無伴奏ヴァイオリンのためのソナタとパルティータの概要

バッハの時代にはこのような無伴奏のヴァイオリン曲というのは人気があったようで、とうていアマチュアの手で演奏できるとは思えないようなこの作品の写譜稿がずいぶんと残されています。ところが、古典派以降になるとこの形式はパッタリと流行らなくなり、20世紀に入ってからのイザイやバルトークを待たなければなりません。

Johann Sebastian Bach

バッハがこれらの作品をいつ頃、何のために作曲したのかはよく分かっていません。一部には1720年に作曲されたと書いているサイトもありますが、それはバッハが(おそらくは)自分の演奏用のために浄書した楽譜に記されているだけであって、必ずしもその年に作曲されたわけではありません。さらに言えば、これらの6つの作品がはたして同じ目的の下にまとめて作曲されたのかどうかも不確かです。

しかし、その様な音楽学的な細かいことは脇に置くとしても、これらの作品を通して聞いてみると一つの完結した世界が見えてくるのは私だけではないでしょう。
それは、どちらかと言えば形式がきちんと決まったソナタと、より自由に振る舞えるパルティータをセットととらえることで、明確な対比の世界が築かれていることに気づかされるからです。

そして、そのパルティータにおいても、「アルマンド」-「クーラント」-「サラバンド」-「ジーグ」という定型様式から少しずつ外れていくことで、その自由度をよりいっそう際だたせています。
そして、パルティータにおいて最も自由に振る舞っている第3番では、この上もなく厳格で堂々としたフーガがソナタの中で屹立しています。

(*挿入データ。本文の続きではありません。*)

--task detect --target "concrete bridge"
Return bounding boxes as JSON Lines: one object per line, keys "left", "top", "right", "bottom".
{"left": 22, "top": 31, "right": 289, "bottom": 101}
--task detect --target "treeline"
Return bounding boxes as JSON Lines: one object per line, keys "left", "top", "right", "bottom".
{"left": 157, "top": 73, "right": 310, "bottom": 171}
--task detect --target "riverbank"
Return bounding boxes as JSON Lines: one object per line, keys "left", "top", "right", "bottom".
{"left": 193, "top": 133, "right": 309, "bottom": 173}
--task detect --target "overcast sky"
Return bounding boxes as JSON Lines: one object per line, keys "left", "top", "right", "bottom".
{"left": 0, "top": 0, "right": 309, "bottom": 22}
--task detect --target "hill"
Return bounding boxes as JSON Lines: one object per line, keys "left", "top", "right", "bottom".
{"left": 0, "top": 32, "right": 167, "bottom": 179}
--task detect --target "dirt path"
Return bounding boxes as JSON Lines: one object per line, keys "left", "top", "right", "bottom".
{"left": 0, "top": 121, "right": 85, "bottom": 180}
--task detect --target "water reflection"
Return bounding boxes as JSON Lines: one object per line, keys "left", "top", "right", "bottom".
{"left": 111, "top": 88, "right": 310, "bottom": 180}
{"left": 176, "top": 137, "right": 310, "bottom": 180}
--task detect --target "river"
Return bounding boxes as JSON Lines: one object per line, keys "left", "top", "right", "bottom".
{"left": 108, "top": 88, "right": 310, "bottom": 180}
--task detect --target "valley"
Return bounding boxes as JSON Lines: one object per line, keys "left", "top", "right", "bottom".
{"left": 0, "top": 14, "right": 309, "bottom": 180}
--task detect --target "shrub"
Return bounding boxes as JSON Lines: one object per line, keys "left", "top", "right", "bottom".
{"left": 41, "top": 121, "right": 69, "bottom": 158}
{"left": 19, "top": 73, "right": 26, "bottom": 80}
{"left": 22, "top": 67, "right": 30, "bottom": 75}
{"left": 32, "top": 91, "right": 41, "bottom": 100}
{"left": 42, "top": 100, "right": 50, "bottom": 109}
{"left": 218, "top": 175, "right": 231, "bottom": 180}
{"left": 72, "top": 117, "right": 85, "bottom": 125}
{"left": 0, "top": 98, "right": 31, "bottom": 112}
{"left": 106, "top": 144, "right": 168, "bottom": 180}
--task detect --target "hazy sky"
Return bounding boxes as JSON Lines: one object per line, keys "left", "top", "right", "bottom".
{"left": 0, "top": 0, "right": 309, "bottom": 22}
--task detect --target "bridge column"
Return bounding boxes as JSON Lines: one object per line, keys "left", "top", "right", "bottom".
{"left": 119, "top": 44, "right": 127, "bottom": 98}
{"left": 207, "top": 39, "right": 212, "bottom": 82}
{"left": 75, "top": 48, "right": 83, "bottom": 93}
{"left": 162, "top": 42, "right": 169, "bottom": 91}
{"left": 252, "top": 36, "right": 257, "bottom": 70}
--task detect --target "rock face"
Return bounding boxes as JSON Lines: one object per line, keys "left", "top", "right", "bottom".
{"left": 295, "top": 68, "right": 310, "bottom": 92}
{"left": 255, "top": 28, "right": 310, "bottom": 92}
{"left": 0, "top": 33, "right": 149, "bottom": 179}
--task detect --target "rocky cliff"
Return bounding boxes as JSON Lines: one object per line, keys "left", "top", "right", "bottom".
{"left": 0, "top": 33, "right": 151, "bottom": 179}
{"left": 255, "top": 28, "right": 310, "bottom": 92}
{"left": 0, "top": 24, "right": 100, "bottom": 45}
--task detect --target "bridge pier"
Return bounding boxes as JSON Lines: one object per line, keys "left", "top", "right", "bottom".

この作品は演奏する側にとってはとんでもなく難しい作品だと言われています。

しかし、その難しさは「技巧」をひけらかすための難しさではありません。
パルティータ2番の有名な「シャコンヌ」やソナタ3番の「フーガ」では4声の重音奏法が求められますが、それは決して「名人芸」を披露するためのものではありません。その意味では、後世のパガニーニの「難しさ」とは次元が異なります。

バッハの難しさは、あくまでも彼がヴァイオリン一挺で描き尽くそうとした世界を構築するために必要とした「技巧」に由来しています。
ですから、パガニーニの作品ならば指だけはよく回るヴァイオリニストでも演奏できますが、バッハの場合にはよく回る指だけではどうしようもありません。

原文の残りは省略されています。